Standardization (When?)

Hi,

In this blog they’ve mentioned that we should use standardization only when data is normally distributed
https://towardsdatascience.com/why-not-mse-as-a-loss-function-for-logistic-regression-589816b5e03c. I think it is wrong, as standardization actually changes the data distribution to normal. And as standardization changes the data distribution (to normal) unlike normalization so we should use standardization when the data distribution isn’t important for training. Which one seems correct?

Pls help! Thanks in advance.

1 Like

Hi ,

As far as i understood , Standardization is usually performed for scaling data and as per central limit theory no matter what your data distribution is if consider sample size which is greater than 30 and repeatedly perform the experiment it will become close to normal distribution. With this we should only be worrying only when to do standardization irrespective of distribution of data .

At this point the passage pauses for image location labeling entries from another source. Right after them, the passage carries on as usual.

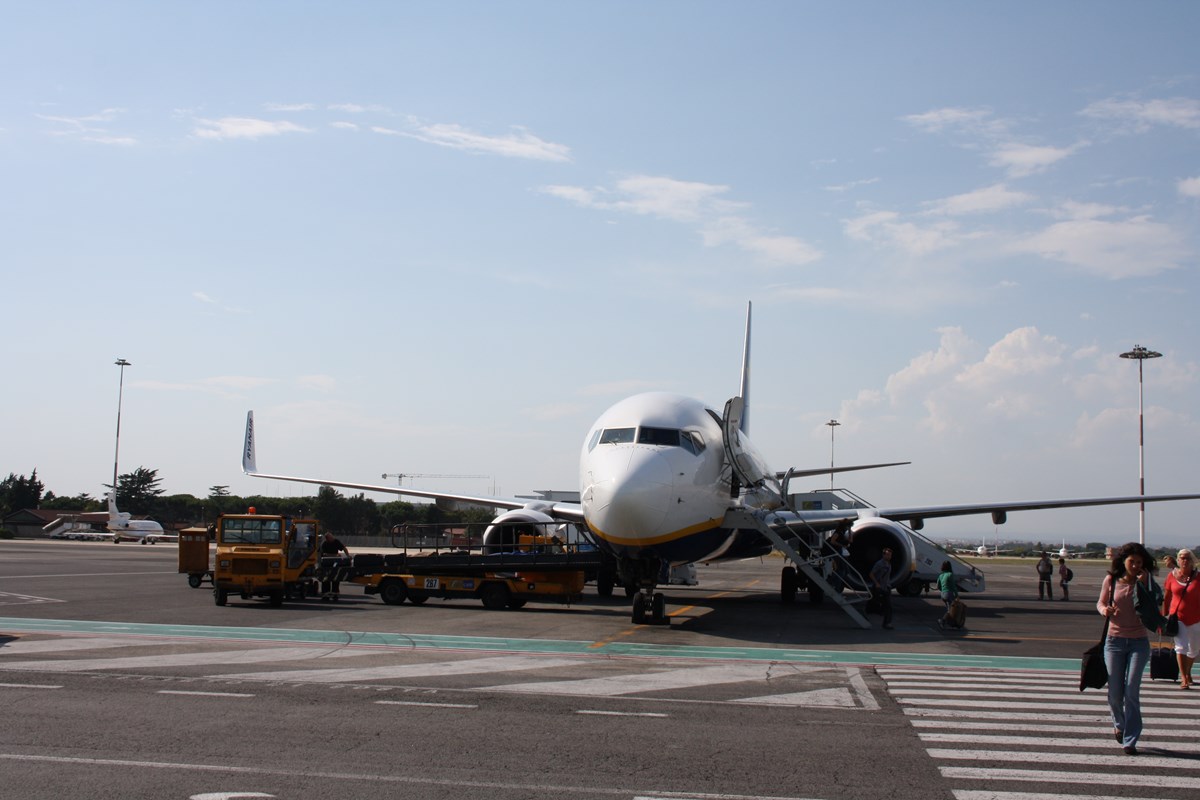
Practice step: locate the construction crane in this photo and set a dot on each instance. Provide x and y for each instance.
(400, 476)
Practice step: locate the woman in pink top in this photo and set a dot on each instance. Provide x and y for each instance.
(1181, 597)
(1127, 647)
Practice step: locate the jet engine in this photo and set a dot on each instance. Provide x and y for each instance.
(868, 537)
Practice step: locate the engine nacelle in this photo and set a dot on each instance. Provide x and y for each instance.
(868, 537)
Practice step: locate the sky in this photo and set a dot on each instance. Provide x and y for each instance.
(443, 238)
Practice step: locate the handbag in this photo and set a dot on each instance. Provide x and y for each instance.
(1093, 673)
(1147, 601)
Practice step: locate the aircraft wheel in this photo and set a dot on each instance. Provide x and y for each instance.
(787, 585)
(495, 596)
(639, 615)
(393, 591)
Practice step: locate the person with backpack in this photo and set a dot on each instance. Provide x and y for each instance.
(949, 590)
(1045, 575)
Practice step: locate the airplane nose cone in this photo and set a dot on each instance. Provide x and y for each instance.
(630, 493)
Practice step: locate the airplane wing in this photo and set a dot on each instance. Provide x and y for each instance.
(916, 516)
(565, 511)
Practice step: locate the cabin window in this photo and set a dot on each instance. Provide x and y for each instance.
(617, 437)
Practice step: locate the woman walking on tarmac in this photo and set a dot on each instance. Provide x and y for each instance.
(949, 590)
(1127, 647)
(1183, 600)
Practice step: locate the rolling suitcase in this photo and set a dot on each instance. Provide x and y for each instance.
(958, 613)
(1163, 665)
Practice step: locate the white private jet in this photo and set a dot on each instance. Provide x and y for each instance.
(121, 527)
(666, 480)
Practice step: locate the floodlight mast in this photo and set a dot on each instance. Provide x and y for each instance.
(120, 396)
(1140, 354)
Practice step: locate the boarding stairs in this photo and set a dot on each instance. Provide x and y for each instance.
(817, 561)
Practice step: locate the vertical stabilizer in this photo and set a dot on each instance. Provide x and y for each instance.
(745, 376)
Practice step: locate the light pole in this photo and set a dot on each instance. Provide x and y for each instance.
(833, 425)
(1141, 354)
(120, 395)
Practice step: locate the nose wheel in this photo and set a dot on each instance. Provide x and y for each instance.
(651, 608)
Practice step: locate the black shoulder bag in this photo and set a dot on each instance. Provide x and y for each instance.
(1093, 673)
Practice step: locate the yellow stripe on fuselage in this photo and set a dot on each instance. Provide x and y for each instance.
(683, 533)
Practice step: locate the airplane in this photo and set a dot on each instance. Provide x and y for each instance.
(665, 479)
(121, 527)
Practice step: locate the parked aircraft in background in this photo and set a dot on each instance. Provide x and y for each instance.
(121, 527)
(665, 479)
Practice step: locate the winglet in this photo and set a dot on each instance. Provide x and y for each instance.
(249, 464)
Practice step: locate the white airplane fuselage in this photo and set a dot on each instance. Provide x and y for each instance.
(653, 476)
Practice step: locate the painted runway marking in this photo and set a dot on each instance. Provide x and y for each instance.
(432, 705)
(463, 786)
(29, 686)
(1002, 721)
(465, 667)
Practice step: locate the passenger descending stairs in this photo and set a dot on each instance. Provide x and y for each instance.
(808, 557)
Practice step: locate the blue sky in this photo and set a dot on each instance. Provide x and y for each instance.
(443, 238)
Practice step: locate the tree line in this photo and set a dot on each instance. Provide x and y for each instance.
(141, 494)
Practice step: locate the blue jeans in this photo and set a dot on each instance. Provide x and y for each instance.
(1126, 660)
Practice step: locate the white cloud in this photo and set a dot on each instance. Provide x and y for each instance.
(694, 203)
(519, 144)
(241, 127)
(887, 228)
(85, 128)
(317, 383)
(1143, 114)
(289, 107)
(1023, 160)
(952, 350)
(978, 121)
(851, 185)
(1117, 248)
(991, 198)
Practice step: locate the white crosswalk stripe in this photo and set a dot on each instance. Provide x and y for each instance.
(1005, 735)
(767, 684)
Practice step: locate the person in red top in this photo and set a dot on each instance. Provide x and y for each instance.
(1127, 647)
(1182, 599)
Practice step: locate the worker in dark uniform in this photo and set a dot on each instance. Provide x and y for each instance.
(330, 547)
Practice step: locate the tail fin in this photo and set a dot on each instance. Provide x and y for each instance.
(745, 376)
(249, 462)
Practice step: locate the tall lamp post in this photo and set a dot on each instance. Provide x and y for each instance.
(120, 395)
(833, 425)
(1140, 354)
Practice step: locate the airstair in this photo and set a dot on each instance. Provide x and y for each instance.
(825, 569)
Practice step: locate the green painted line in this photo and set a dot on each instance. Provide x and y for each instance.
(558, 647)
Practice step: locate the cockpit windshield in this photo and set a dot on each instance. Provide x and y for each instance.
(689, 440)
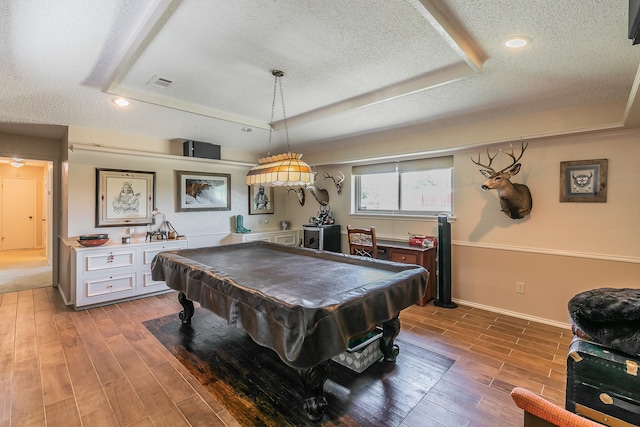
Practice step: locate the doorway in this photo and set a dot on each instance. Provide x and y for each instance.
(26, 208)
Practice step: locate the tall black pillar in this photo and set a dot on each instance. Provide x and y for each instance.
(443, 298)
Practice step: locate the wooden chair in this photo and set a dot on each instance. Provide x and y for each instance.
(539, 412)
(362, 241)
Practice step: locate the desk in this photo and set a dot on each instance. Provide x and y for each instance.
(404, 253)
(304, 304)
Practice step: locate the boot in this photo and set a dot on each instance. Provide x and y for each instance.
(239, 226)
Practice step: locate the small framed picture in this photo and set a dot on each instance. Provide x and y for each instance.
(260, 200)
(583, 181)
(203, 191)
(124, 197)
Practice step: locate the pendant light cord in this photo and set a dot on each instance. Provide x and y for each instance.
(278, 80)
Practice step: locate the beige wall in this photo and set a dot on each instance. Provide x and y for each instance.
(139, 154)
(559, 250)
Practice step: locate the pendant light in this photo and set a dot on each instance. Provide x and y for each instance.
(282, 170)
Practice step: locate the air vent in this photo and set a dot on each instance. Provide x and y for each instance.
(160, 82)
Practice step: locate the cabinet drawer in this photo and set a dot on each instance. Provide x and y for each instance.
(403, 257)
(112, 287)
(287, 239)
(149, 253)
(108, 260)
(150, 285)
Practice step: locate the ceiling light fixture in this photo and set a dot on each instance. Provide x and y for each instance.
(120, 102)
(517, 42)
(17, 163)
(282, 170)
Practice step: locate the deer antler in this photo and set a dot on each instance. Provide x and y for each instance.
(488, 167)
(337, 183)
(512, 155)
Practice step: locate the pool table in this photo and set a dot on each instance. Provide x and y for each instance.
(304, 304)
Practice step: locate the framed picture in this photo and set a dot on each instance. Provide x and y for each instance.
(124, 197)
(260, 200)
(583, 181)
(203, 191)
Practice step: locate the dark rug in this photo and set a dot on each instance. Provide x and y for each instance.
(258, 389)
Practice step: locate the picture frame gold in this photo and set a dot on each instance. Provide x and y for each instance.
(202, 191)
(124, 197)
(260, 203)
(584, 181)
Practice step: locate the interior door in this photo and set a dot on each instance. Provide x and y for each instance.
(18, 213)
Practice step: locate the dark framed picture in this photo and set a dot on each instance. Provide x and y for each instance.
(260, 200)
(583, 181)
(124, 197)
(203, 191)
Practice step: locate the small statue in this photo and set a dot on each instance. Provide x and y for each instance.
(239, 225)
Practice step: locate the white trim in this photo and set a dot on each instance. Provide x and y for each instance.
(83, 147)
(515, 314)
(555, 252)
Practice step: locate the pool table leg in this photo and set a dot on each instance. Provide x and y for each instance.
(390, 331)
(313, 380)
(186, 314)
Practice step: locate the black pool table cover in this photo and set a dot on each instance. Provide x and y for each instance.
(303, 303)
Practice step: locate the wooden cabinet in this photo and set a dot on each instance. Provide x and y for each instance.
(115, 272)
(425, 257)
(284, 237)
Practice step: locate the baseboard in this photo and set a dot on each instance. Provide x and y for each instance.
(515, 314)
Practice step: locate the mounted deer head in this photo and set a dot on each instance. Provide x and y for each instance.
(299, 192)
(337, 183)
(515, 199)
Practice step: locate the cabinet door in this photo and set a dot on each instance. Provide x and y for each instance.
(289, 239)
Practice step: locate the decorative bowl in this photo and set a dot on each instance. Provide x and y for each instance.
(93, 236)
(93, 242)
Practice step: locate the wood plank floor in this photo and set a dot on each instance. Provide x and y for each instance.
(101, 367)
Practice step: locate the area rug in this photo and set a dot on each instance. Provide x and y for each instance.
(258, 389)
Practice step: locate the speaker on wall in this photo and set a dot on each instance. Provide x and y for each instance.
(201, 149)
(443, 297)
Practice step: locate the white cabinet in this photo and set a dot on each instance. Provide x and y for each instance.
(284, 237)
(115, 272)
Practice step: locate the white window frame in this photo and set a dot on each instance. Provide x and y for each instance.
(425, 164)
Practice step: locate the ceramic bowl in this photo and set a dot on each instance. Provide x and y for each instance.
(93, 242)
(93, 236)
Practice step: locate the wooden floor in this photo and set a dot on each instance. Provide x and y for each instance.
(101, 367)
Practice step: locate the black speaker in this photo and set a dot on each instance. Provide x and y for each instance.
(443, 298)
(200, 149)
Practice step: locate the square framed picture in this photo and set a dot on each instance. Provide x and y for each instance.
(124, 197)
(203, 191)
(260, 200)
(583, 181)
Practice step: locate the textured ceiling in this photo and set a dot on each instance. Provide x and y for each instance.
(351, 68)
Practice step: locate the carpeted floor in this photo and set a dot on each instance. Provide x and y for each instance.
(258, 389)
(24, 269)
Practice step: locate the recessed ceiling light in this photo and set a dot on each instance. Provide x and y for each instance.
(517, 42)
(120, 102)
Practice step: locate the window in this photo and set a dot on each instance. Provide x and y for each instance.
(412, 187)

Standardization should be done when you are dealing with math such as linear regression and logistic regression , ANN but for decision trees and Random forest we do not require standardization as they are working as many if and else conditions.

1 Like

Standardization does not change the data distribution to normal. It is just a method to reshape the range of values, so that it could be easier to find the deviation of the data points from the mean i.e. how many standard deviations is the data away from the mean.

Standardization is applied on a normally distributed data to give a standard normally distributed data. The original data followed the normal distribution with mean(mu) and standard deviation(sigma),irrespective of fact that standardization is used later or not.

Hence, there should not be any perceived notion like data distribution is not important then standardization should be applied etc.